Does anyone else get annoyed when their parents have sex? It makes me sad, because I do not have anyone to have sex with right now. How do you cope?


----------



## 2Milk (Oct 29, 2014)

EW D:


----------



## 7th.Streeter (May 11, 2011)

O.O


*sips tea*


----------



## andy1984 (Aug 18, 2006)

um move out of parents' place?


----------



## East (Jul 22, 2013)

find god


----------



## Kevin001 (Jan 2, 2015)

Imbored21 said:


> Does anyone else get annoyed when their parents have sex? It makes me sad, because I do not have anyone to have sex with right now. How do you cope?


Sorry can't relate, I can just imagine.


----------



## darkhoboelf (Mar 3, 2013)

I don't have any advice for jealousy.I haven't expeirnced that emotion since I was a kid.I did find these links for you though. 
http://www.pathwaytohappiness.com/relationship_jealousy.html
http://www.wikihow.com/Handle-Jealousy


----------



## knightofdespair (May 20, 2014)

Ha so much wrong with this but it is funny. Well good on them, but its not really an apples/apples problem. Their ability to keep things good should if anything serve as a good example of how to keep the home fires burning.


----------



## SilentLyric (Aug 20, 2012)

I don't even know if my parents have sex.


----------



## Znuffle (Jul 22, 2014)

Sugarslippers said:


> O.O
> 
> *sips tea*


Lol.. xD


----------



## Kilgore Trout (Aug 10, 2014)

SilentLuke said:


> I don't even know if my parents have sex.

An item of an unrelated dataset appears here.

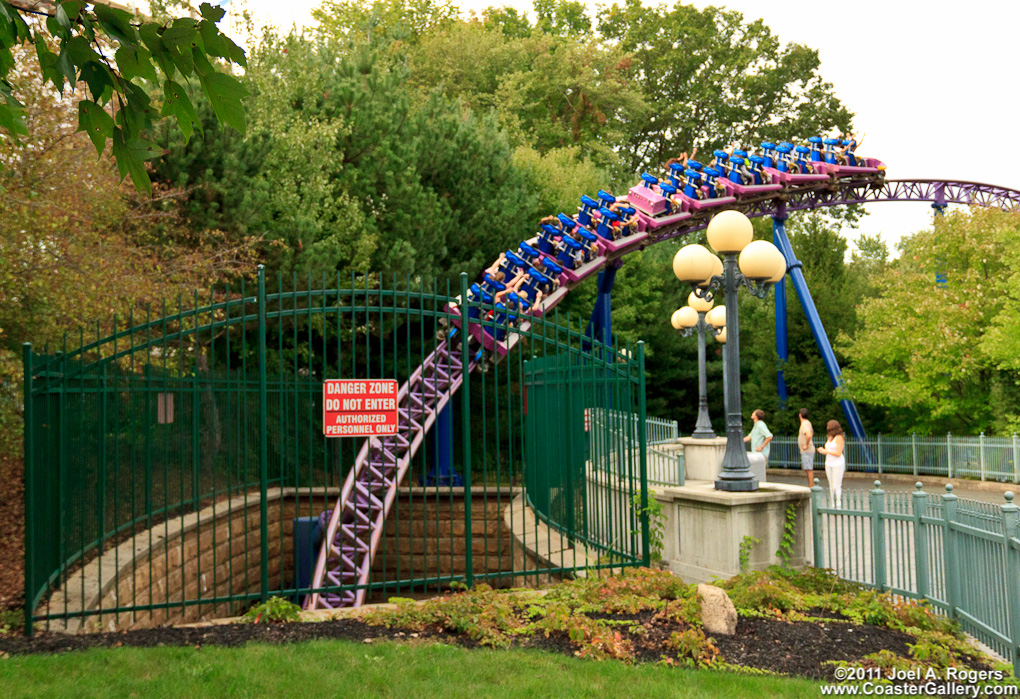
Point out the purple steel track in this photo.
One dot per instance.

Me neither. I seriously doubt they have because they don't like each other.


----------



## 7th.Streeter (May 11, 2011)

pouria19 said:


> Me neither. I seriously doubt they have because they don't like each other.


Right, same here.. but there was that tragic moment .......e.e

I popped in on them....

in my freakin' room ...

it still scares me today e.e


----------



## Kilgore Trout (Aug 10, 2014)

Sugarslippers said:


> Right, same here.. but there was that tragic moment .......e.e
> 
> I popped in on them....
> 
> ...


:um


----------



## thetah (Dec 25, 2014)

Gotta admit, the title made me smirk.

I don't think my parents do it; I've never heard my parents doing it, but I always knock on the door if it's late at night.


----------



## 0blank0 (Sep 22, 2014)

I'd be grossed out.


----------



## Aribeth (Jan 14, 2012)

I'd be really jealous too  sucks


----------